Casas Bahia trava batalha entre sobrevivência financeira e proteção de empregos
Casas Bahia trava batalha entre sobrevivência financeira e proteção de empregos
A tentativa da Casas Bahia de cortar custos em sua pior crise financeira esbarrou na Justiça do Trabalho. De um lado, a urgência de reorganizar uma empresa endividada; do outro, a exigência de que milhares de trabalhadores não sejam dispensados coletivamente sem negociação sindical.
A liminar suspendeu os desligamentos realizados entre 13 e 17 de agosto e deu cinco dias para que a varejista restabeleça contratos, salários e benefícios. O alcance ainda será apurado: a Confederação Nacional dos Trabalhadores no Comércio (CNTC) aponta cerca de 1,9 mil demitidos, enquanto a própria companhia informou aproximadamente 3 mil cortes. A decisão não obriga a reabertura das 298 lojas fechadas nem garante emprego permanente.

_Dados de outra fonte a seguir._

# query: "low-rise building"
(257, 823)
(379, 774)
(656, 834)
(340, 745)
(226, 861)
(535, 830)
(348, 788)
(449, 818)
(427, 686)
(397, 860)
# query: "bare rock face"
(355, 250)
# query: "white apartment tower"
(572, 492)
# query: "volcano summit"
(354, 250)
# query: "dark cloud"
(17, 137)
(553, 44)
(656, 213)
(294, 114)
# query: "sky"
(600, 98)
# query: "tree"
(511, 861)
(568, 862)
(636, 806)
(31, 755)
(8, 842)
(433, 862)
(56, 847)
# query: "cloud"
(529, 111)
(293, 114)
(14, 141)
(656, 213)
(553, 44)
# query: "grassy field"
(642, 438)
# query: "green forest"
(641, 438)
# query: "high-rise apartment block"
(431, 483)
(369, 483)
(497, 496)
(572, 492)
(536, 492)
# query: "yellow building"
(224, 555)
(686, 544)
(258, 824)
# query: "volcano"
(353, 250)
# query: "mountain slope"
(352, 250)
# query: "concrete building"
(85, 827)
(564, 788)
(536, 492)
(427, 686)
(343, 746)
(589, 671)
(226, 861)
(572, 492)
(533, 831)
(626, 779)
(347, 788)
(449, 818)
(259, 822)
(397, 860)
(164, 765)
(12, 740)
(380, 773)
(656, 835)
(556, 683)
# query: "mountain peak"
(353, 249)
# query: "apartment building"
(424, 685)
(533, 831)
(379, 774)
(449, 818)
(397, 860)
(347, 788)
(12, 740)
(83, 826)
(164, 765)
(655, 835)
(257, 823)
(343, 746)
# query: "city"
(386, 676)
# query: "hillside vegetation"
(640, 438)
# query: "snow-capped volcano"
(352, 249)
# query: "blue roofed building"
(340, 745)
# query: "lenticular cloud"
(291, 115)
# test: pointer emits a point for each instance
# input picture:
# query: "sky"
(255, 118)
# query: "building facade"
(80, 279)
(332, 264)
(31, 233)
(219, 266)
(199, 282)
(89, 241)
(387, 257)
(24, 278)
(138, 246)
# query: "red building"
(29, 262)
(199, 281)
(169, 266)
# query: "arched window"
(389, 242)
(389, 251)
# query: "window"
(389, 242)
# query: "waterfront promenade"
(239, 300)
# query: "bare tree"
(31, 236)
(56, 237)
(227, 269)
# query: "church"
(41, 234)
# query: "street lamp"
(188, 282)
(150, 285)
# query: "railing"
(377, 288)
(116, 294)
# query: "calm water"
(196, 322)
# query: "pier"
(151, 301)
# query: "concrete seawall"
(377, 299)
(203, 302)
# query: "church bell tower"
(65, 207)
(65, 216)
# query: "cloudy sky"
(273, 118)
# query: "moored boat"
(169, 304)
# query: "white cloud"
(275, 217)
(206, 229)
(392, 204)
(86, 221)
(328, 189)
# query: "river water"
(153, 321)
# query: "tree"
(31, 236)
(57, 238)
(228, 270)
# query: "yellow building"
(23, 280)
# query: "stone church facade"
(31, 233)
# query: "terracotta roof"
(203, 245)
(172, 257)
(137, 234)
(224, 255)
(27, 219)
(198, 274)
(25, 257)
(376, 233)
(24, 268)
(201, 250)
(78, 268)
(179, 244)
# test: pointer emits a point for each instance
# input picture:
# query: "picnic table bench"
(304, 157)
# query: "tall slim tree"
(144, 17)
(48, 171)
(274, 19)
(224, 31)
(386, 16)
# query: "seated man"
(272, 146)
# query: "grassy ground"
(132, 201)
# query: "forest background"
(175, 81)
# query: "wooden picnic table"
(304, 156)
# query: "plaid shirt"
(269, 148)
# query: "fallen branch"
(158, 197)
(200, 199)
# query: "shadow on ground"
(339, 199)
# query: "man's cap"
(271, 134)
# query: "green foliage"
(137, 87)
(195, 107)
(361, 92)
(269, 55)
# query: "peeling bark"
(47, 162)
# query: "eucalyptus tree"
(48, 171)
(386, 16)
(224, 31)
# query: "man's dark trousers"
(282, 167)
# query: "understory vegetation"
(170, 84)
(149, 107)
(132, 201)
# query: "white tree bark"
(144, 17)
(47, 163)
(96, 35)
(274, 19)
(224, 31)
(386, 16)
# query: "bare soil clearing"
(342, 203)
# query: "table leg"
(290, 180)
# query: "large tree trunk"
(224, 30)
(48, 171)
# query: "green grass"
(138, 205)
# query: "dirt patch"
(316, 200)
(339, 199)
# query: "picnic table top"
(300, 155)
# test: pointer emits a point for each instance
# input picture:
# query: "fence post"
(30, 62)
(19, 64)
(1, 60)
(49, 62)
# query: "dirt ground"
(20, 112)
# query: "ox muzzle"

Para a Justiça e os representantes dos trabalhadores, o ponto central não é impedir a reestruturação, mas assegurar diálogo antes de uma dispensa em massa. A juíza Katarina Roberta Mousinho de Matos esclareceu que “o sindicato não dispõe de poder de veto” e que se exige apenas informação e “oportunidade real de interlocução” antes dos cortes. A empresa poderá realocar funcionários ou mantê-los em afastamento remunerado enquanto a ordem estiver vigente.
A leitura empresarial é oposta. Luciano Hang, dono da Havan, classificou a medida como interferência estatal em uma companhia que precisa reduzir despesas para sobreviver. “Empresa saudável gera empregos. Empresa quebrada não gera emprego para ninguém”, afirmou, relacionando a crise do varejo aos juros elevados, ao crédito caro e à insegurança econômica.
A Casas Bahia, que pediu recuperação judicial para renegociar cerca de R$ 17,3 bilhões em dívidas, adotou tom cauteloso: disse respeitar as determinações judiciais e avaliar os próximos passos. Assim, o confronto não é propriamente entre demitir ou preservar todos os postos, mas sobre quem participa da decisão — e quanto tempo a empresa tem para equilibrar proteção social e sobrevivência financeira.